Libor fixes: credit and phase transitions
From the BBA:
LIBOR OVERNIGHT STERLING RATES FIX AT 4.76875% VS 4.68750%
LIBOR OVERNIGHT DOLLAR RATES FIX AT 1.51250% VS 1.66875%
LIBOR OVERNIGHT EURO RATES FIX AT 3.57250% VS 3.66125%
LIBOR THREE-MONTH STERLING RATES FIX AT 6.11625% VS 6.16000%
LIBOR THREE-MONTH DOLLAR RATES FIX AT 4.05875% VS 4.41875%
LIBOR THREE-MONTH EURO RATES FIX AT 4.98625% VS 5.02000%
So far no huge crashing to earth in Libor rates. There are some big movements - the reduction in three month dollar funding rates, for example, is certainly a large move (undoubtedly a result of JPM’s multi-billion interbank three months ops on Friday).
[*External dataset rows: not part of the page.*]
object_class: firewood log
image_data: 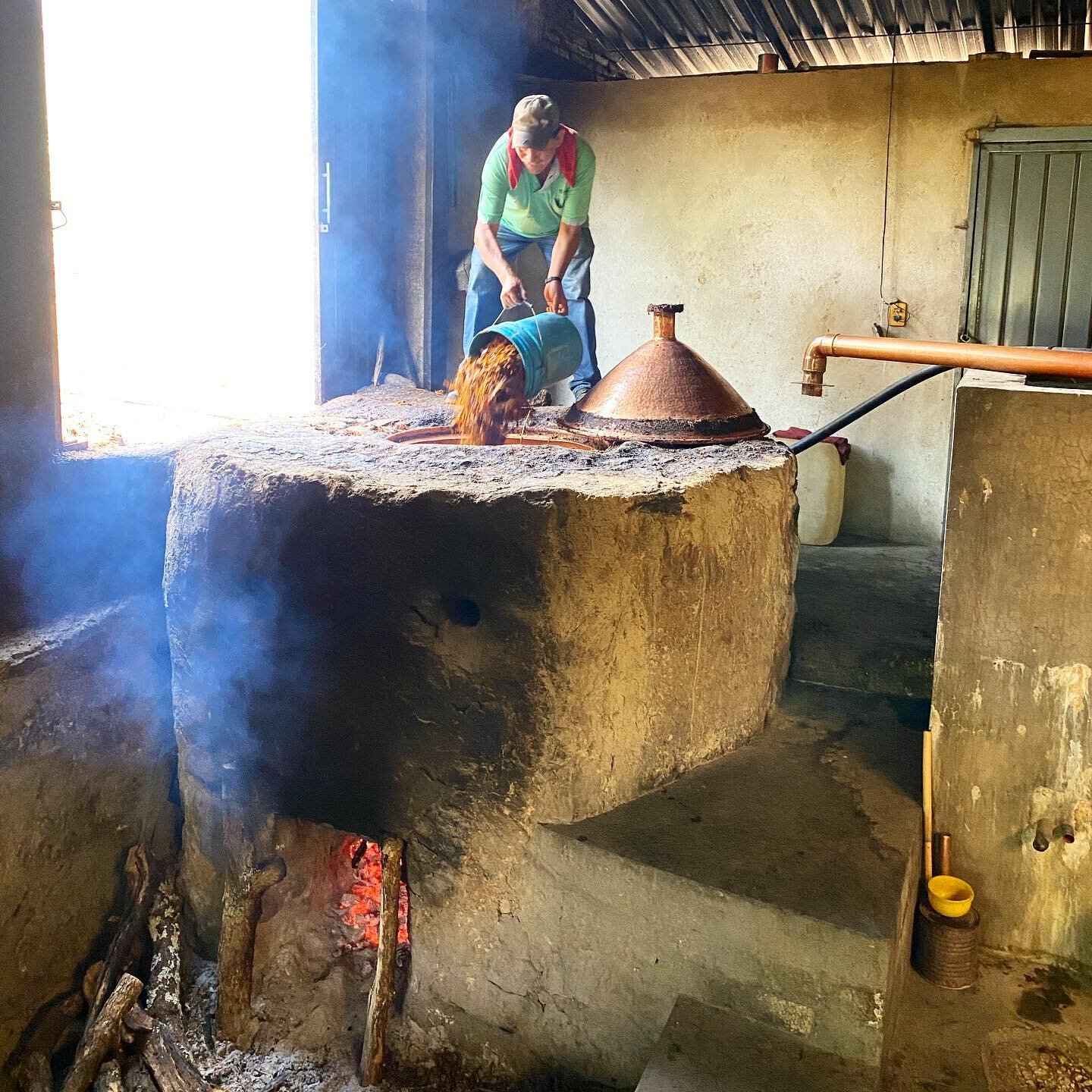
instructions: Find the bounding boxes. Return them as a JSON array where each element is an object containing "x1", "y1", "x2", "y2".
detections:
[
  {"x1": 360, "y1": 837, "x2": 403, "y2": 1084},
  {"x1": 121, "y1": 1056, "x2": 158, "y2": 1092},
  {"x1": 216, "y1": 783, "x2": 286, "y2": 1050},
  {"x1": 81, "y1": 846, "x2": 154, "y2": 1026},
  {"x1": 94, "y1": 1062, "x2": 122, "y2": 1092},
  {"x1": 61, "y1": 974, "x2": 144, "y2": 1092},
  {"x1": 15, "y1": 1052, "x2": 54, "y2": 1092},
  {"x1": 141, "y1": 1020, "x2": 218, "y2": 1092},
  {"x1": 147, "y1": 877, "x2": 182, "y2": 1031}
]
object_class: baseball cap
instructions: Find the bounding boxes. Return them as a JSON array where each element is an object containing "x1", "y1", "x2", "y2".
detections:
[{"x1": 512, "y1": 95, "x2": 561, "y2": 149}]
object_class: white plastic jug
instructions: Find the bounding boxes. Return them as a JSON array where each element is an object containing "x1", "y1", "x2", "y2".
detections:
[{"x1": 774, "y1": 429, "x2": 846, "y2": 546}]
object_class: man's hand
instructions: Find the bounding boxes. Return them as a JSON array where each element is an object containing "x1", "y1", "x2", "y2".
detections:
[
  {"x1": 543, "y1": 281, "x2": 569, "y2": 315},
  {"x1": 500, "y1": 270, "x2": 528, "y2": 310}
]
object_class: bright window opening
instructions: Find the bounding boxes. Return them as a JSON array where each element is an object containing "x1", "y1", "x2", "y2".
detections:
[{"x1": 42, "y1": 0, "x2": 318, "y2": 446}]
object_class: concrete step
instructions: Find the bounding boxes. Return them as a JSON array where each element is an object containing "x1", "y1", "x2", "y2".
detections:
[
  {"x1": 528, "y1": 685, "x2": 921, "y2": 1084},
  {"x1": 789, "y1": 537, "x2": 940, "y2": 701},
  {"x1": 637, "y1": 997, "x2": 879, "y2": 1092}
]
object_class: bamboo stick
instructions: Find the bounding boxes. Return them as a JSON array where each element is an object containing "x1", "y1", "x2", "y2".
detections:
[{"x1": 921, "y1": 728, "x2": 933, "y2": 883}]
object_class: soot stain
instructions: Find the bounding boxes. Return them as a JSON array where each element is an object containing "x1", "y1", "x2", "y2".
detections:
[{"x1": 1017, "y1": 966, "x2": 1080, "y2": 1023}]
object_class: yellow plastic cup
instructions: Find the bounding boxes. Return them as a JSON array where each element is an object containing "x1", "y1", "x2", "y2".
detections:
[{"x1": 929, "y1": 876, "x2": 974, "y2": 918}]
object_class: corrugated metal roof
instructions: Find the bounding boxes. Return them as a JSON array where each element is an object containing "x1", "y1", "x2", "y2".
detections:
[{"x1": 573, "y1": 0, "x2": 1092, "y2": 79}]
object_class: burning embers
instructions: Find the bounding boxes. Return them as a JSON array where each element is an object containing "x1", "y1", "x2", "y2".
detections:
[
  {"x1": 337, "y1": 836, "x2": 410, "y2": 951},
  {"x1": 452, "y1": 337, "x2": 529, "y2": 444}
]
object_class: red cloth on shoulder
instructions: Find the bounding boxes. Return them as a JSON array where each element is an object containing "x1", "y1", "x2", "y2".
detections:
[{"x1": 508, "y1": 126, "x2": 576, "y2": 190}]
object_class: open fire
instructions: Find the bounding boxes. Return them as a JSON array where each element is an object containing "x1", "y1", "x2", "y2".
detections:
[{"x1": 338, "y1": 836, "x2": 410, "y2": 951}]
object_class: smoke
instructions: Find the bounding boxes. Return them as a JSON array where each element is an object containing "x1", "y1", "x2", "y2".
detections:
[
  {"x1": 318, "y1": 0, "x2": 522, "y2": 397},
  {"x1": 0, "y1": 0, "x2": 537, "y2": 825}
]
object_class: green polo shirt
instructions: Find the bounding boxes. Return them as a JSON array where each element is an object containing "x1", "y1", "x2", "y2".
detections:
[{"x1": 479, "y1": 133, "x2": 595, "y2": 239}]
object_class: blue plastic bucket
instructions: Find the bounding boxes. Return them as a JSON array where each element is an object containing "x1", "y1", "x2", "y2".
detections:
[{"x1": 471, "y1": 313, "x2": 584, "y2": 399}]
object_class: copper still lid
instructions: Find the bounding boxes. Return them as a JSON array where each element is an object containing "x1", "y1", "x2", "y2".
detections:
[{"x1": 561, "y1": 303, "x2": 770, "y2": 446}]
But relative to the velocity of the upward moves in Libor several weeks ago now, these are incremental baby-steps.
Indeed, what happened to Libor - or more broadly, perceptions of market risk in September (measured by the Libor-OIS spead) looked like something of a crude phase transition:
That is to say, there might be something more to the over-used “frozen credit markets” metaphor than at first meets the eye. Here’s a crude graph of how water freezes:
The dotted green line is ice. In its pure form, water makes an instantaneous transition from its liquid to its frozen state: a phase transition. More usually a seed crystal - a small piece of solid-form material (ice) develops around an impurity and tips the balance: as if by magic, the inter-molecular structure of the liquid reorganises itself to match that of the single seed crystal’s “solid” state.
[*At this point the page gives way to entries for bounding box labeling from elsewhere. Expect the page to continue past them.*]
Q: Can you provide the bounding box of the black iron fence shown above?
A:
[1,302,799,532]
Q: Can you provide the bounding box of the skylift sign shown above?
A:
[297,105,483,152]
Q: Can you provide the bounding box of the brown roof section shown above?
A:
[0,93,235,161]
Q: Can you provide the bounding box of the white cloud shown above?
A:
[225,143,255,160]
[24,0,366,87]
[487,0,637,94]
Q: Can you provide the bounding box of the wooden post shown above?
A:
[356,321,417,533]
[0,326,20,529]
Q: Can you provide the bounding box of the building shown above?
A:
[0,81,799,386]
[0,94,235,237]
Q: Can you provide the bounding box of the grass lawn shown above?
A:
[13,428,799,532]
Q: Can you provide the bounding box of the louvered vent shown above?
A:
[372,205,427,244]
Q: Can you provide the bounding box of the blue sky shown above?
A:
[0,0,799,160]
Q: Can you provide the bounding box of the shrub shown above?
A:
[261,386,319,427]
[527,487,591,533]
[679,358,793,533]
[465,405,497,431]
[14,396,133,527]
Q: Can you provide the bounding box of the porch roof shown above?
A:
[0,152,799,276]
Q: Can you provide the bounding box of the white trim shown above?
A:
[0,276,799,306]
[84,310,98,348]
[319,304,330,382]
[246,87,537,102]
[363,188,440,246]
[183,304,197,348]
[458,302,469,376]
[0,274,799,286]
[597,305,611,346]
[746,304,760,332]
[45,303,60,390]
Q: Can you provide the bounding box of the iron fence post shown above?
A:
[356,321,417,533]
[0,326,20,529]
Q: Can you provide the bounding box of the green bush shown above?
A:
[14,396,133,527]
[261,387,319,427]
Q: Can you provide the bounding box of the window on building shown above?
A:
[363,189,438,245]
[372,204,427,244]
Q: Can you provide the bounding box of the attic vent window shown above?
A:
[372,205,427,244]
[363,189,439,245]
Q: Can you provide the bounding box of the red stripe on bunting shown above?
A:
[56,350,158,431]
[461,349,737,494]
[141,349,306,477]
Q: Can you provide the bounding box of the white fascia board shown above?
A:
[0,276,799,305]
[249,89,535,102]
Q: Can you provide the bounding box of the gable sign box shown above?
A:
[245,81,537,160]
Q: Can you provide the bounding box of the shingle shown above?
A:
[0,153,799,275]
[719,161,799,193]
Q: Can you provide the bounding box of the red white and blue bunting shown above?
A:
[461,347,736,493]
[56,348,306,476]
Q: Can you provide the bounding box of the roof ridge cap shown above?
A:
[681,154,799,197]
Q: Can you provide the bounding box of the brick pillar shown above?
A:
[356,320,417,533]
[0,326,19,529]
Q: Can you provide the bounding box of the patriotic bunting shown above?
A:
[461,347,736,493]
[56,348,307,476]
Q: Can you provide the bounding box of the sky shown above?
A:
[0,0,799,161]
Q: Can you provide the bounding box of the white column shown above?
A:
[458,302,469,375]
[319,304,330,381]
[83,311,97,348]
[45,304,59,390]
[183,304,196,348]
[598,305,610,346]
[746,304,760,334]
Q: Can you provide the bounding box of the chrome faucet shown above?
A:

Back to the market: might LEH have been something of a seed crystal to a market already cooled to a critical point?
And to flip that around, are we now seeing that suddenly frozen market only slowly melt?
More broadly - to add to this wild series of flailing stabs in the dark - how might describing markets in terms of thermodynamic physics work in terms of characterising “Black Swan” events as phase transitions?